Вспомнила, как он всё спрашивал: не больно тебе? Фасолька, конечно, отвечала, как в книжке: если бы ты был рубашкой, горящей на мне, я бы и тогда не бросила тебя. С тех пор научилась мгновенно скидывать одежду, даже когда она не горела, а едва начинала мешать. А его, если бы и горел, не бросила. Но правда в том, что с ним больно не было. Шестичасовому свету не бывает больно.
Теперь следует сказать, что солнце уникально в каждой своей точке, в каждой оно бесценно, и в пять утра, и в семь вечера оно прекрасно; и ещё бывает луна. Что с тех пор, в соответствии с Иосифом, прожита ещё одна жизнь, достаточная, чтобы забыть человека — и она забыла.
Но иногда по ночам она лежала на кровати, как в лодке, и вокруг было много солёной воды, которая не заканчивалась. Потому что однажды существовала такая жизнь, где она побыла ровным шестичасовым светом, с бесконечным нежгучим теплом, с косыми лучами и золотой пылью, и среди всех будущих историй не случилось такого, когда это смогло повториться.

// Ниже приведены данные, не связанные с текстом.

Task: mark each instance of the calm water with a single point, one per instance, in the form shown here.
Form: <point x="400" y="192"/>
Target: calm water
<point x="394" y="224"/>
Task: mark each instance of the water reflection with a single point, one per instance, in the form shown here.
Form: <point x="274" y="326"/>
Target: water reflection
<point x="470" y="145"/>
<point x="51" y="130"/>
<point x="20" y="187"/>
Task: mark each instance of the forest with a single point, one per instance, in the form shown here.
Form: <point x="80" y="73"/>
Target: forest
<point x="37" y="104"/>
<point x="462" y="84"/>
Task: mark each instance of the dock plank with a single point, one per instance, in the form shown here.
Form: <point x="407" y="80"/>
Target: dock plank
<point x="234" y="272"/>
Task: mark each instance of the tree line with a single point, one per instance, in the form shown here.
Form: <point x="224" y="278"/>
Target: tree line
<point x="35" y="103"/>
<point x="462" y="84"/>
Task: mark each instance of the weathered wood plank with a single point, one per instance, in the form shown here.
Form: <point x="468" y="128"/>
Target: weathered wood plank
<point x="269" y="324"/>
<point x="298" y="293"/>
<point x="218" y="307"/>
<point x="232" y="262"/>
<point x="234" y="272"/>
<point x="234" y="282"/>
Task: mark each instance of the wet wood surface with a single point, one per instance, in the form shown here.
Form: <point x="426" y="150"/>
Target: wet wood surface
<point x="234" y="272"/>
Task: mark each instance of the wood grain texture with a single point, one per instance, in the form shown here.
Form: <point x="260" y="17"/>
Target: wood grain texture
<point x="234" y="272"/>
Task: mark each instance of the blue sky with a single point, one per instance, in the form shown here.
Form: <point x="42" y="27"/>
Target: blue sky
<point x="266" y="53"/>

После всего она не остервенела по-женски, не развенчала Джефа, не нарекла козлом — что бы ни пришлось пережить потом, сама любовь осталась незапятнанной, а к нему она испытывала благодарность и огромное уважение. Потому что свалилось на человека такое, а он выжил, устоял, ничего девочке не изговнял. Редко кто умеет удержаться, ни учинив никакой подлости, но Джеф ничего ей не обещал, потрахал сколько мог и даже любил, пока были вместе, а потом исчез, уехал в свою настоящую жизнь, где жена, сын, новая страна.
Она и не жалела ни о чём. Даже после всего, что случилось с ней на страшных ледяных улицах, после сжигающего горя — не жалела. Любовь эта стала дверью в другую жизнь и захлопнулась за спиной, не было больше дороги в маленький городок, где инженеры мастерят детишек библиотекаршам, а потом вместе строят дачу, делают ремонт, ссорятся, но живут, а потом умирают. Её выбросило в мир страстный, жестокий и свободный, где сама она непоправимо изменилась — к добру ли, к худу ли, но мир этот был огромен, а значит, приобрела она больше, чем потеряла.
Если говорить об утратах, то она обнаружила, что эта любовь выжгла в ней способность ждать и надеяться, уничтожив разом и Пенелопу, и Сольвейг, и Кончиту, и всех безымянных женщин, стоявших прежде за её плечом — тех, что «не перестанут ждать тебя, всю ночь не отходя от двери», преданных до самозабвения, оставленных мужчинами на потом, на старость, чтобы однажды вернуться в ночи и увидеть их в глазах неугасшую бессмертную любовь и себя, молодого. Ей было жаль этой потери — не книжных и мифических персонажей, а непрерывной линии, которая соединяла женщин её рода, шедшего от той, что однажды замерла, устремив взгляд в прошлое, да так и осталась стоять столбом, сияющим от любви и солёным от слёз. А её преданность выгорела от горя и ушла в песок, оставив на поверхности белёсый след.